Pazham Pori And Beef Roast
A proper Kerala fry — beef tossed with shallots, curry leaves, and ground spices until each piece is dry, dark, and packed with heat. The coconut oil is not optional.
Ingredientsfor 4 servings
- 1 kg Beef
- 2 tbsp Ginger garlic — crushed
- 1 cup Onion — sliced
- 1 cup Shallots — chopped
- 2 nos Tomato
- 3 nos Green chilly
- 1 tsp Fennel seed powder
- 1 tsp Garam masala
- 1 tbsp Pepper powder
- 2 tbsp Coriander powder
- 2 tbsp Coconut oil
- Salt, to taste
- Curry leaves One hand full
- 4 Or 5 Nos. Ripe banana
- 3 cup All purpose flour
- 3 tbsp Sugar
- 2 pinch Turmeric powder
- 1 pinch Salt
- Water for mixing
- Oil — for frying
Preparation
Step 1
First we cut and clean the beef into cube shaped pieces. Pressure cook the beef by adding pepper, salt and water as needed.
Step 2
Heat the oil in a heavy bottomed pan and add few curry leaves, shallots and sliced onion. cook until they change color to light brown.
Step 3
Add crushed ginger garlic and cook for another 4-5 minutes.
Step 4
Next, add chopped tomato and cook for some more minutes till the tomatoes are softened.
Step 5
Stir in all remaining powderd masala ingredients - fennel seed powder, garam masala and coriander powder.
Step 6
Cook for 1 minute till the raw smell disappears.
Step 7
Finally add the cooked beef along with that water.
Step 8
Stir everything together thoroughly and cook for 10 to 12 minutes or till it becomes a thick gravy.
Step 9
Add chopped coriander leaves and turn off the heat.
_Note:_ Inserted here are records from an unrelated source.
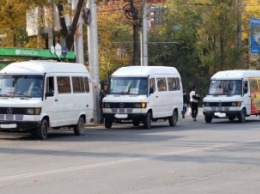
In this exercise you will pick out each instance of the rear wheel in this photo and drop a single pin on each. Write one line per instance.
(242, 116)
(79, 127)
(208, 119)
(231, 118)
(147, 120)
(173, 119)
(108, 123)
(42, 130)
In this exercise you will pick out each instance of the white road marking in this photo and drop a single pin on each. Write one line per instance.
(113, 162)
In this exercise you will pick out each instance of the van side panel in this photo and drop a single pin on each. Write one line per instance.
(254, 84)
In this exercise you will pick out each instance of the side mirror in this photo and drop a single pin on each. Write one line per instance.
(49, 94)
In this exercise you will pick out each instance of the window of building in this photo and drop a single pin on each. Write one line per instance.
(63, 84)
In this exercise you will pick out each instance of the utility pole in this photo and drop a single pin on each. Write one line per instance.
(93, 54)
(135, 33)
(239, 32)
(143, 37)
(78, 40)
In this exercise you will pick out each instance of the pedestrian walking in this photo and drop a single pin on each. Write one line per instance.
(194, 103)
(102, 94)
(186, 101)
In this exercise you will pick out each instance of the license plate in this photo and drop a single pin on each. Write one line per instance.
(121, 116)
(8, 126)
(219, 114)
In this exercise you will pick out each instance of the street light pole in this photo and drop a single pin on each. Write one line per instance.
(93, 54)
(239, 31)
(143, 37)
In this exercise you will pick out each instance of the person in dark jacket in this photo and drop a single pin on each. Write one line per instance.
(194, 103)
(186, 101)
(102, 94)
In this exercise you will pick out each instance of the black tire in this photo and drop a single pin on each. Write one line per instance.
(173, 119)
(136, 122)
(79, 127)
(208, 119)
(108, 123)
(242, 116)
(42, 130)
(147, 120)
(231, 118)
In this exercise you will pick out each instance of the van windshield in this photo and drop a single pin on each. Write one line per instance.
(225, 87)
(21, 85)
(128, 85)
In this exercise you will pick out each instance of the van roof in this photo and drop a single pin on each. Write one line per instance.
(37, 66)
(145, 71)
(236, 74)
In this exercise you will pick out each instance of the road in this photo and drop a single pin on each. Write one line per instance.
(192, 157)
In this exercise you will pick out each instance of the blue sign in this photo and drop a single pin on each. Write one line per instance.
(255, 35)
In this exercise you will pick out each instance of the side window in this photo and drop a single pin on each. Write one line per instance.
(64, 84)
(86, 83)
(78, 84)
(161, 84)
(178, 85)
(172, 85)
(152, 85)
(50, 84)
(253, 86)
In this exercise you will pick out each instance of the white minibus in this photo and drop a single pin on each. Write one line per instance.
(38, 95)
(233, 94)
(143, 94)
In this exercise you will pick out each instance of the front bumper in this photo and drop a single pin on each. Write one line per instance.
(227, 113)
(18, 126)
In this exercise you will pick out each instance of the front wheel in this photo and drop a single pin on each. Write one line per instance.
(173, 119)
(42, 130)
(79, 127)
(242, 116)
(147, 120)
(208, 119)
(108, 123)
(136, 122)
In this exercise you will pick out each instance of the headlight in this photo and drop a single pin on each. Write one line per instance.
(33, 111)
(106, 105)
(206, 103)
(140, 105)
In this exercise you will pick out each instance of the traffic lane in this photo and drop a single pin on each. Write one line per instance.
(212, 169)
(129, 148)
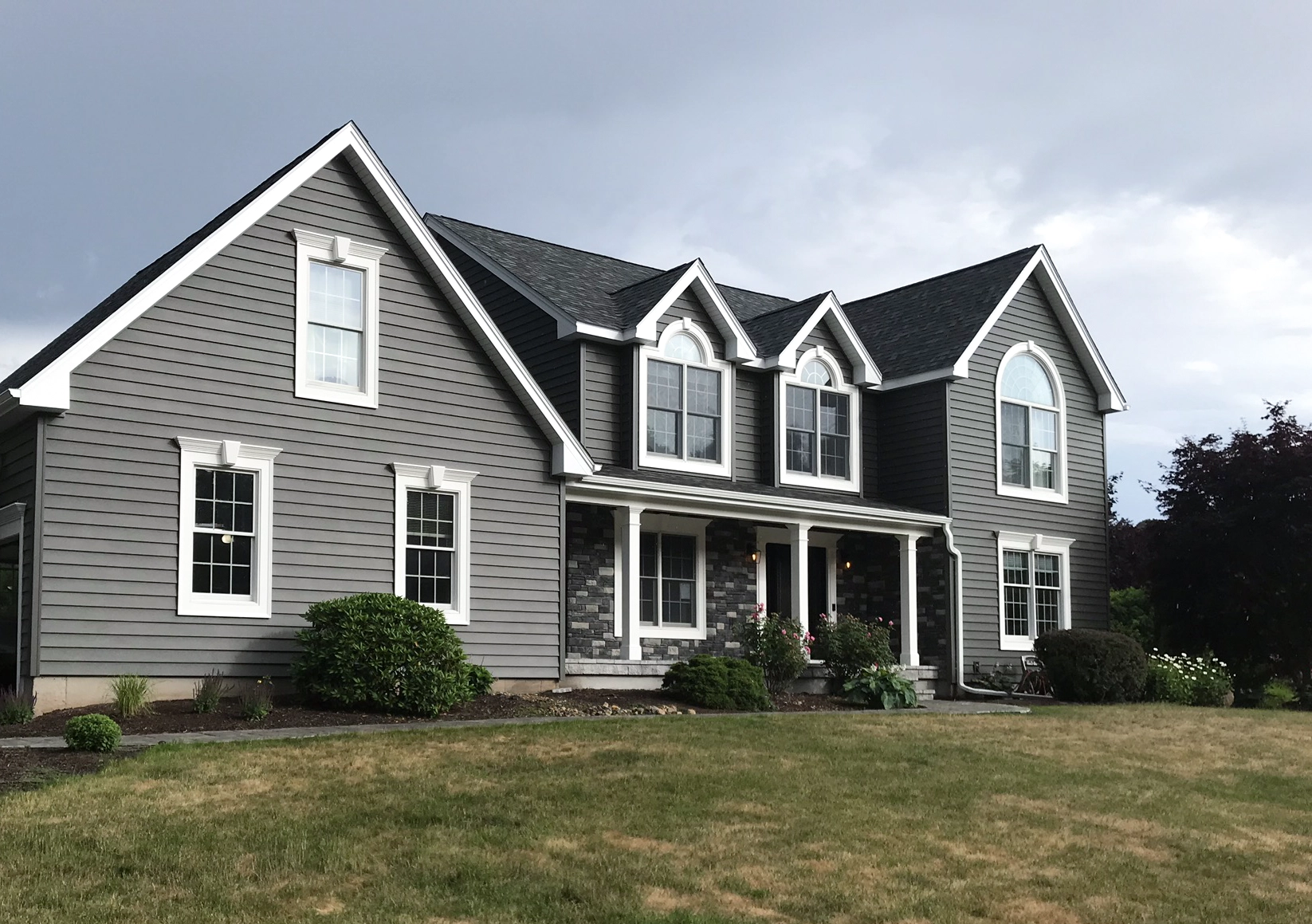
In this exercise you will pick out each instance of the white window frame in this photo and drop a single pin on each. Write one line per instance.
(237, 456)
(852, 483)
(646, 353)
(663, 523)
(1045, 545)
(448, 481)
(337, 251)
(1060, 493)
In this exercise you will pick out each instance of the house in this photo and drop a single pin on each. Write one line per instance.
(593, 467)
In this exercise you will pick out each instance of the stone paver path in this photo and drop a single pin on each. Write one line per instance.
(932, 706)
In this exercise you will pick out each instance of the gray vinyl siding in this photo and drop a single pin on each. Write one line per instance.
(214, 360)
(690, 306)
(911, 454)
(979, 512)
(823, 336)
(18, 473)
(607, 404)
(753, 402)
(533, 335)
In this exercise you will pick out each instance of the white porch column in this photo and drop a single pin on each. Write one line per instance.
(909, 631)
(629, 526)
(799, 540)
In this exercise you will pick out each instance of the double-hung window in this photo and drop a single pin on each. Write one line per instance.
(434, 537)
(818, 427)
(1034, 588)
(337, 319)
(668, 578)
(1029, 430)
(684, 403)
(225, 528)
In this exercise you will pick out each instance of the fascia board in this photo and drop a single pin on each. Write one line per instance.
(49, 389)
(568, 454)
(1041, 267)
(865, 372)
(737, 344)
(564, 323)
(718, 503)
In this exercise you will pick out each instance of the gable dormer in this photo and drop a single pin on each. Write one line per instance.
(684, 378)
(822, 369)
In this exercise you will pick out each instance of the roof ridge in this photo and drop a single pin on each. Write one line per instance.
(550, 243)
(642, 282)
(944, 276)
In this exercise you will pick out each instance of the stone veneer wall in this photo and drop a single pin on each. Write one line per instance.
(873, 588)
(729, 593)
(591, 582)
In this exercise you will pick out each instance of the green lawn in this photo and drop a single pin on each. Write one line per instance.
(1114, 814)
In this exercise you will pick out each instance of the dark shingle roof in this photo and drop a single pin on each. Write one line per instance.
(121, 296)
(926, 326)
(772, 331)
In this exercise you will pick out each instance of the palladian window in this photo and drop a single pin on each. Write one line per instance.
(684, 403)
(819, 424)
(1029, 426)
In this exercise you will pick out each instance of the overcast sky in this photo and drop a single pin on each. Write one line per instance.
(1160, 150)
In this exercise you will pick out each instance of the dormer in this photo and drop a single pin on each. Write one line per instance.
(822, 369)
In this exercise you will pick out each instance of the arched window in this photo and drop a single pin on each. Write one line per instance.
(818, 424)
(1029, 422)
(684, 402)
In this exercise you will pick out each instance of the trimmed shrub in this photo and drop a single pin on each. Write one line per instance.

Keep the Beef Roast aside.
Step 10
First we peel off the ripe bananas. Then we slice the banana horizontally and set aside. Take a large bowl, combine all purpose flour, sugar, turmeric powder and salt. give it a good stir to combine. Add little water at a time and make a thick batter. Heat the oil in a pan. Once the oil is hot, dip the banana slices in the batter until well coated and carefully slide into the hot oil. fry in hot oil both sides till it is golden brown and crisp. Drain the excess oil.
Step 11
Serve.Beef Roast with Banana Fritters.
Tip
Thin strips cook faster and develop more crispy surface area than thick cubes. Cut against the grain for tenderness.